AM: 2.2 is going to feature a cluster of essays, edited by the brilliant Robert Volpicelli, on disability studies at the cusp. It brings together some wonderful scholars and is very timely in the issues it raises. There’s also essays on contemporary controversies over late-Victorian art; cosmopolitanism in the circle around Alice and Wilfrid Meynell; and a study of the Decadent novels of Norwegian writer Amalie Skram. We will also be publishing reviews on recent art exhibitions in New York and Oxford, and the one-woman Dorian Gray in London starring Sarah Snook. We are also hatching plans for a future special issue on translation and a cluster on cosmopolitanism.
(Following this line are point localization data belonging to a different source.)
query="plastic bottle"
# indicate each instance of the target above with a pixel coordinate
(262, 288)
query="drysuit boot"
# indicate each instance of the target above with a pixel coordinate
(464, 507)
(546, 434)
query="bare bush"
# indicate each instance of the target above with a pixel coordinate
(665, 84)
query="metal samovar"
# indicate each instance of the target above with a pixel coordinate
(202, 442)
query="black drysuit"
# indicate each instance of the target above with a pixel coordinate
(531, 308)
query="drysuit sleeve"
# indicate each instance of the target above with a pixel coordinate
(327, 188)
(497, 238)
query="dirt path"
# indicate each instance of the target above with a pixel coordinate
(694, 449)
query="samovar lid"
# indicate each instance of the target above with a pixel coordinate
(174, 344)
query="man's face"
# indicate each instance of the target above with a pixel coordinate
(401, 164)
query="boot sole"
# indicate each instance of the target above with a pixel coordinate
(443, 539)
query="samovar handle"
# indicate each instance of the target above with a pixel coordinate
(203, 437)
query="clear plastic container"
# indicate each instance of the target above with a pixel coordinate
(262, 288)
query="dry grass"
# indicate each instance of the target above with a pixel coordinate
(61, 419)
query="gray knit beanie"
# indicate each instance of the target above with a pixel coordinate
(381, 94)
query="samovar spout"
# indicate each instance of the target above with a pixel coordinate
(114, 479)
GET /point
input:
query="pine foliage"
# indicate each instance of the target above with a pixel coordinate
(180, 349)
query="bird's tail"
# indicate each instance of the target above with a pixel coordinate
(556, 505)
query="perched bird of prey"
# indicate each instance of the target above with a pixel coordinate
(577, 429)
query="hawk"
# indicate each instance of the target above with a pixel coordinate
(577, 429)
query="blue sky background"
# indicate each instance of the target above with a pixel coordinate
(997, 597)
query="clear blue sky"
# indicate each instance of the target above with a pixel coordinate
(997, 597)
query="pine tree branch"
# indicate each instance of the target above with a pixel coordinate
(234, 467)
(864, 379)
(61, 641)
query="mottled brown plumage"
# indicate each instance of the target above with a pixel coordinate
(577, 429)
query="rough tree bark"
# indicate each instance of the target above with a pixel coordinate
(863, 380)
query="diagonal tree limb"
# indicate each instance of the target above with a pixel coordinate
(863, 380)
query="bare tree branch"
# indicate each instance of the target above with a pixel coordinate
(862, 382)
KH: Our reviews section is new in Volume 2 and, due to demand, we have retitled this section as "Notes and Reviews," with space for short pieces that would be of interest to readers. I am very glad that we can offer this short form for essay submissions and hope it will be generative in a number of ways—new collaborations, say, or simply as an incentive to work on a fledgling idea that is not (yet) a longer article.
KM: I would really like to see us doing more clusters like the one Robert Volpicelli put together for us on disability studies. I love these snapshots of how a diverse group of scholars are thinking about a concept or method, and I want us to continue soliciting things like that for the journal.